# 1986 trx350A



## 86trx350a (Sep 17, 2018)

So i bought this back in January for $50 not running. Was all stock including the rotted out muffler. Had almost new tires on it that were worth more then it was lol. So with some time and a lil bit of money i got it going. Had to do a carb and new air filter and also clean the fuel tank out. After i got it running i noticed it had some oil blow by so put rings and valve seals in it. The weekend after getting it back together it was time for its maiden voyage. 51mile round trip ride. Done awesome! Since then ive decided to make it mine and update/upgrade. It now has 27im mud cats.
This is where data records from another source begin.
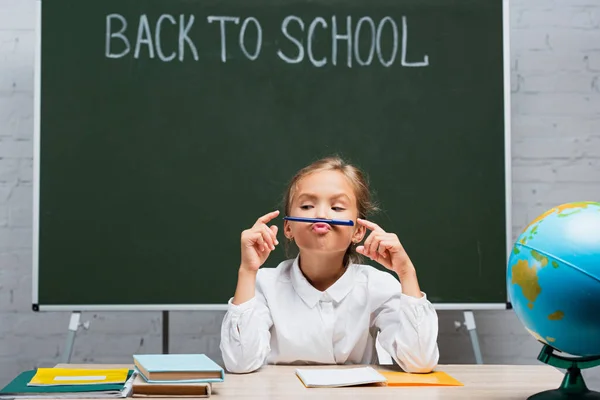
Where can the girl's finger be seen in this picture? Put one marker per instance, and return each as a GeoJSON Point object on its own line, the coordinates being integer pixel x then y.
{"type": "Point", "coordinates": [259, 242]}
{"type": "Point", "coordinates": [372, 249]}
{"type": "Point", "coordinates": [268, 237]}
{"type": "Point", "coordinates": [384, 246]}
{"type": "Point", "coordinates": [267, 217]}
{"type": "Point", "coordinates": [274, 229]}
{"type": "Point", "coordinates": [370, 225]}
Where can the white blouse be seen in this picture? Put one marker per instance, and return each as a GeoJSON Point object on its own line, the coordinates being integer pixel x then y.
{"type": "Point", "coordinates": [290, 322]}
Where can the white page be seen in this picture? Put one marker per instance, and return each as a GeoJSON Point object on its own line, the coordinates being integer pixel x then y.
{"type": "Point", "coordinates": [318, 377]}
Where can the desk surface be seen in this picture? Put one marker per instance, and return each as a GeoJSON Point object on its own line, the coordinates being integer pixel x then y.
{"type": "Point", "coordinates": [481, 382]}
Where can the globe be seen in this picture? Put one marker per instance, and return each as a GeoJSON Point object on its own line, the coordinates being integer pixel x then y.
{"type": "Point", "coordinates": [553, 278]}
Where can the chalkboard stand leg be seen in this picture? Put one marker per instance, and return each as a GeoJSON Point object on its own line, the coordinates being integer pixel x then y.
{"type": "Point", "coordinates": [470, 324]}
{"type": "Point", "coordinates": [73, 327]}
{"type": "Point", "coordinates": [165, 332]}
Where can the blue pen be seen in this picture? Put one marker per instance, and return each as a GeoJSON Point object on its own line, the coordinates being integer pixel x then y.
{"type": "Point", "coordinates": [347, 222]}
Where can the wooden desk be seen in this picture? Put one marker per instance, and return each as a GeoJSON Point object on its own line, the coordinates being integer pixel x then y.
{"type": "Point", "coordinates": [482, 382]}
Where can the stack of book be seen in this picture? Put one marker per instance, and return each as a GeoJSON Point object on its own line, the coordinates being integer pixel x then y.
{"type": "Point", "coordinates": [70, 383]}
{"type": "Point", "coordinates": [175, 375]}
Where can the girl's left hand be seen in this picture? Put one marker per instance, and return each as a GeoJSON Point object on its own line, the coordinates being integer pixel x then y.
{"type": "Point", "coordinates": [384, 248]}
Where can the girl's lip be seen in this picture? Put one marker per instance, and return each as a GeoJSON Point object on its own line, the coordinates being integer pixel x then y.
{"type": "Point", "coordinates": [321, 227]}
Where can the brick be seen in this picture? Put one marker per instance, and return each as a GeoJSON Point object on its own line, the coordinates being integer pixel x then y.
{"type": "Point", "coordinates": [17, 14]}
{"type": "Point", "coordinates": [555, 104]}
{"type": "Point", "coordinates": [21, 194]}
{"type": "Point", "coordinates": [543, 196]}
{"type": "Point", "coordinates": [16, 148]}
{"type": "Point", "coordinates": [592, 61]}
{"type": "Point", "coordinates": [561, 147]}
{"type": "Point", "coordinates": [137, 323]}
{"type": "Point", "coordinates": [43, 323]}
{"type": "Point", "coordinates": [529, 39]}
{"type": "Point", "coordinates": [556, 17]}
{"type": "Point", "coordinates": [549, 126]}
{"type": "Point", "coordinates": [20, 217]}
{"type": "Point", "coordinates": [9, 170]}
{"type": "Point", "coordinates": [3, 221]}
{"type": "Point", "coordinates": [26, 170]}
{"type": "Point", "coordinates": [573, 40]}
{"type": "Point", "coordinates": [5, 191]}
{"type": "Point", "coordinates": [587, 171]}
{"type": "Point", "coordinates": [15, 238]}
{"type": "Point", "coordinates": [519, 214]}
{"type": "Point", "coordinates": [550, 61]}
{"type": "Point", "coordinates": [16, 118]}
{"type": "Point", "coordinates": [17, 48]}
{"type": "Point", "coordinates": [197, 322]}
{"type": "Point", "coordinates": [16, 80]}
{"type": "Point", "coordinates": [563, 82]}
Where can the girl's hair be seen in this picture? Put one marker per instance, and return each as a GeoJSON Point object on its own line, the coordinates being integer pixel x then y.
{"type": "Point", "coordinates": [359, 183]}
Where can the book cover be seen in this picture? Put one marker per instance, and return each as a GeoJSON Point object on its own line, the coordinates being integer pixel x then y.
{"type": "Point", "coordinates": [157, 368]}
{"type": "Point", "coordinates": [141, 388]}
{"type": "Point", "coordinates": [19, 386]}
{"type": "Point", "coordinates": [74, 376]}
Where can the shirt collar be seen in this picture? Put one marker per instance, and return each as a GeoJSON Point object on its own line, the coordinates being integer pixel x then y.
{"type": "Point", "coordinates": [311, 296]}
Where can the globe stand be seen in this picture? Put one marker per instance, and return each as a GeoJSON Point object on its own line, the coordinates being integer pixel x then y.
{"type": "Point", "coordinates": [573, 386]}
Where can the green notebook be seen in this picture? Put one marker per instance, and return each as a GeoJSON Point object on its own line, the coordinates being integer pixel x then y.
{"type": "Point", "coordinates": [19, 386]}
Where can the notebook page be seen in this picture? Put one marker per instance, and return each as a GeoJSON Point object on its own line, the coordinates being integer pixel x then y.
{"type": "Point", "coordinates": [339, 376]}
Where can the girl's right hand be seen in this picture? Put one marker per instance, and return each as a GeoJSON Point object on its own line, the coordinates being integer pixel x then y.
{"type": "Point", "coordinates": [258, 242]}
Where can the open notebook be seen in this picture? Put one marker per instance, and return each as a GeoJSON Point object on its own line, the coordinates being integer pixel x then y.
{"type": "Point", "coordinates": [339, 377]}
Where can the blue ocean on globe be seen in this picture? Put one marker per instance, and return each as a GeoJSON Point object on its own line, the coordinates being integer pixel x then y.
{"type": "Point", "coordinates": [553, 278]}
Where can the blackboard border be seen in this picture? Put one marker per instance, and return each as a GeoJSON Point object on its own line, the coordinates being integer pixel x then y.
{"type": "Point", "coordinates": [198, 307]}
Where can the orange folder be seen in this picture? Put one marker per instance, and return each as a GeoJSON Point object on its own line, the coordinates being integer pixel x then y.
{"type": "Point", "coordinates": [436, 378]}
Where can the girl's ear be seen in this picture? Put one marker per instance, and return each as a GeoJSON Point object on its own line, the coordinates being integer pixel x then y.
{"type": "Point", "coordinates": [359, 234]}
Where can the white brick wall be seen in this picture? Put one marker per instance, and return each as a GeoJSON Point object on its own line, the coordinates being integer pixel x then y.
{"type": "Point", "coordinates": [556, 154]}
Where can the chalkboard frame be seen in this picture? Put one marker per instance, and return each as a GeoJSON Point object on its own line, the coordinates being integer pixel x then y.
{"type": "Point", "coordinates": [36, 306]}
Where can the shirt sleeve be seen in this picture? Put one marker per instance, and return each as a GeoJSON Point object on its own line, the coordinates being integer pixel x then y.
{"type": "Point", "coordinates": [245, 334]}
{"type": "Point", "coordinates": [408, 329]}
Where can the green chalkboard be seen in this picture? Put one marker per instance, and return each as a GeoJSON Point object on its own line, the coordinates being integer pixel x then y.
{"type": "Point", "coordinates": [166, 127]}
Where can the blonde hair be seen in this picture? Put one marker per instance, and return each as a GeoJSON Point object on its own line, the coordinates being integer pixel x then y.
{"type": "Point", "coordinates": [359, 183]}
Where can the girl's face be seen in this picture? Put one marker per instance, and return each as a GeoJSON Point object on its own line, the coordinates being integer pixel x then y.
{"type": "Point", "coordinates": [324, 194]}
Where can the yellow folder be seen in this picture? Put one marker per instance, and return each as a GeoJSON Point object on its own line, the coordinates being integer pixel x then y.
{"type": "Point", "coordinates": [68, 376]}
{"type": "Point", "coordinates": [436, 378]}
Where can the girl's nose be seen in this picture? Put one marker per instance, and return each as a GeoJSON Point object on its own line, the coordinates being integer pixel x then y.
{"type": "Point", "coordinates": [322, 212]}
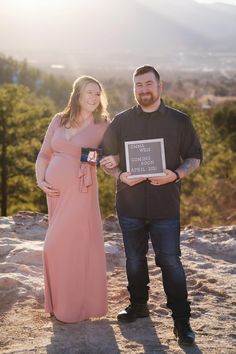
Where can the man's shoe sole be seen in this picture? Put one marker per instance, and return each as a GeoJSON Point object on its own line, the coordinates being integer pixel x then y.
{"type": "Point", "coordinates": [180, 342]}
{"type": "Point", "coordinates": [126, 319]}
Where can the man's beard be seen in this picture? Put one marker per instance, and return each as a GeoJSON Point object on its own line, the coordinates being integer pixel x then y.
{"type": "Point", "coordinates": [147, 101]}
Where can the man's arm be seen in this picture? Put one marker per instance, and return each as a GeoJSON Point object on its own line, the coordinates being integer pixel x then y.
{"type": "Point", "coordinates": [188, 166]}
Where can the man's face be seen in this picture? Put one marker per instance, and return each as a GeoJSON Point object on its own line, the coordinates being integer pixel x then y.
{"type": "Point", "coordinates": [147, 89]}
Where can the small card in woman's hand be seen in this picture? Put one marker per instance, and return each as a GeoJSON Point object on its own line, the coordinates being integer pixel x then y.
{"type": "Point", "coordinates": [91, 155]}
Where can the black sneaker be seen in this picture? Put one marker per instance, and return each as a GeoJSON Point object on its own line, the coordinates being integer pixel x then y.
{"type": "Point", "coordinates": [132, 312]}
{"type": "Point", "coordinates": [184, 332]}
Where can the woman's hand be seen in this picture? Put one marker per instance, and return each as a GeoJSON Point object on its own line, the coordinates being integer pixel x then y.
{"type": "Point", "coordinates": [48, 189]}
{"type": "Point", "coordinates": [110, 161]}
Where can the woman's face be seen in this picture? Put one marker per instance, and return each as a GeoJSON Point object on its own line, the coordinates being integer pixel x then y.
{"type": "Point", "coordinates": [90, 97]}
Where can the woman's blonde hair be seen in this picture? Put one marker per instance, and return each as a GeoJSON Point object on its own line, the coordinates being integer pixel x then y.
{"type": "Point", "coordinates": [70, 112]}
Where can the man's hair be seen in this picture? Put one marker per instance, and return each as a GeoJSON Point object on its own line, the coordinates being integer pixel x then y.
{"type": "Point", "coordinates": [146, 69]}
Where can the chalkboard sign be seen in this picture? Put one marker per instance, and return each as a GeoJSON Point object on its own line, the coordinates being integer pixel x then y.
{"type": "Point", "coordinates": [145, 158]}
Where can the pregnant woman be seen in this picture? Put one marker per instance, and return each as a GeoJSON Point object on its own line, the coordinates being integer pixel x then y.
{"type": "Point", "coordinates": [73, 255]}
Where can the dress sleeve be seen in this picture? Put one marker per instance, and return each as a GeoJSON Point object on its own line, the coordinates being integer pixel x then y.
{"type": "Point", "coordinates": [46, 150]}
{"type": "Point", "coordinates": [190, 144]}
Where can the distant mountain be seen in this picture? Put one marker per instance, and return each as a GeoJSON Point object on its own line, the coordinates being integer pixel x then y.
{"type": "Point", "coordinates": [89, 31]}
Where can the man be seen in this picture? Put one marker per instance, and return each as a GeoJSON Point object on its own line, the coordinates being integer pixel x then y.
{"type": "Point", "coordinates": [150, 207]}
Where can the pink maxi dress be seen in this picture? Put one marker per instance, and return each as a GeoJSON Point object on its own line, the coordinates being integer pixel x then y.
{"type": "Point", "coordinates": [73, 255]}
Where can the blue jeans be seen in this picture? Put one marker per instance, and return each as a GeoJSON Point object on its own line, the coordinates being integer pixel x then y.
{"type": "Point", "coordinates": [165, 238]}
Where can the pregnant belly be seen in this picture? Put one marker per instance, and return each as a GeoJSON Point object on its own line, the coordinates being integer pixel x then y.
{"type": "Point", "coordinates": [62, 171]}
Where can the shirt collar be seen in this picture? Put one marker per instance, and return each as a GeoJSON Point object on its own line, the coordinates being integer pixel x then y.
{"type": "Point", "coordinates": [161, 109]}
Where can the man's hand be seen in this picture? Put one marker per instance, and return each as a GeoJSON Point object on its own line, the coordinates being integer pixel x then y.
{"type": "Point", "coordinates": [169, 177]}
{"type": "Point", "coordinates": [110, 161]}
{"type": "Point", "coordinates": [130, 181]}
{"type": "Point", "coordinates": [48, 189]}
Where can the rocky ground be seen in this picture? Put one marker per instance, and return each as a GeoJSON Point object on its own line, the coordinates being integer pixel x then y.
{"type": "Point", "coordinates": [209, 259]}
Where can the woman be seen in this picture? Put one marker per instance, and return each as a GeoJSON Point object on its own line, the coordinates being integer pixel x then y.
{"type": "Point", "coordinates": [73, 257]}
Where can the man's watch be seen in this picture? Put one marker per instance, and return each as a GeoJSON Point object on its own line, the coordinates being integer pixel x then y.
{"type": "Point", "coordinates": [177, 177]}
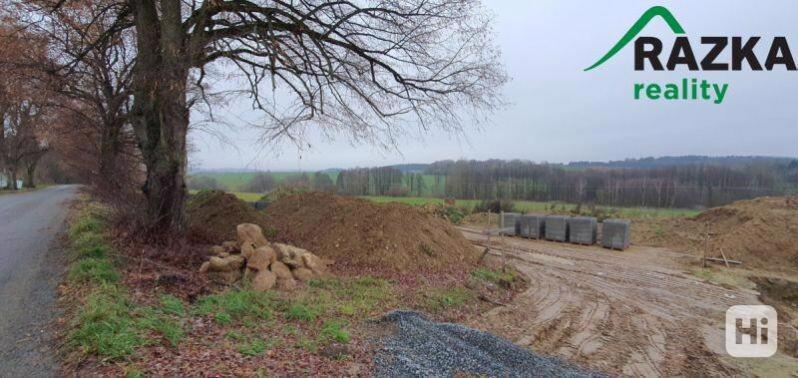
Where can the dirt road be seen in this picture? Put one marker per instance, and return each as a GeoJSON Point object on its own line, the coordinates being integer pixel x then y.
{"type": "Point", "coordinates": [633, 313]}
{"type": "Point", "coordinates": [29, 273]}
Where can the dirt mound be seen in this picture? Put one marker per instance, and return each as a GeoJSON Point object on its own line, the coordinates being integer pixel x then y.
{"type": "Point", "coordinates": [212, 216]}
{"type": "Point", "coordinates": [377, 238]}
{"type": "Point", "coordinates": [762, 232]}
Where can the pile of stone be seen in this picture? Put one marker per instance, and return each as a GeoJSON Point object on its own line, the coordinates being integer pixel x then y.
{"type": "Point", "coordinates": [265, 265]}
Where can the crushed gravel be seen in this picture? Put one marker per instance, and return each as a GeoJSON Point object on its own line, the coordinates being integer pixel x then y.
{"type": "Point", "coordinates": [416, 346]}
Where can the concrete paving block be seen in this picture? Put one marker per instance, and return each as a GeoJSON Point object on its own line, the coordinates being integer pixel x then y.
{"type": "Point", "coordinates": [616, 233]}
{"type": "Point", "coordinates": [532, 226]}
{"type": "Point", "coordinates": [583, 230]}
{"type": "Point", "coordinates": [557, 228]}
{"type": "Point", "coordinates": [509, 223]}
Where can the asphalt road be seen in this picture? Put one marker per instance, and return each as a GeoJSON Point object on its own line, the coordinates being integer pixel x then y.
{"type": "Point", "coordinates": [31, 264]}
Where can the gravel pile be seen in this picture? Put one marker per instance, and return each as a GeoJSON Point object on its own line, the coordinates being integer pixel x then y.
{"type": "Point", "coordinates": [419, 347]}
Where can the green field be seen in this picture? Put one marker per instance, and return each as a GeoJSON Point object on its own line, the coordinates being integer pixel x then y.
{"type": "Point", "coordinates": [237, 181]}
{"type": "Point", "coordinates": [547, 207]}
{"type": "Point", "coordinates": [521, 206]}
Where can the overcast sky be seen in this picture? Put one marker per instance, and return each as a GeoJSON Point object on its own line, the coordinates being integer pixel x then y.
{"type": "Point", "coordinates": [558, 113]}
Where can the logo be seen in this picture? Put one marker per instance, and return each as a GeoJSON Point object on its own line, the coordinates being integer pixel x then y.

Led light bar for headlights and just today i got my snorkles done. I've been so impressed by this tank that i jist want to show it off lol.


----------



## Polaris425 (Dec 16, 2004)

That's a heck of a find!!! Those things would SCREAM.... They were scary fast. The 2wd's were anyway.


----------



## 86trx350a (Sep 17, 2018)

Polaris425 said:


> That's a heck of a find!!! Those things would SCREAM.... They were scary fast. The 2wd's were anyway.


This ones not anywhere close to scary fast. Lol top speed is around 45. Now my buddies can am renegade 1000 is scary fast haha
It is a literal tank though. Im on 27s my buddies on 29.5. I walk thru everything he does.


----------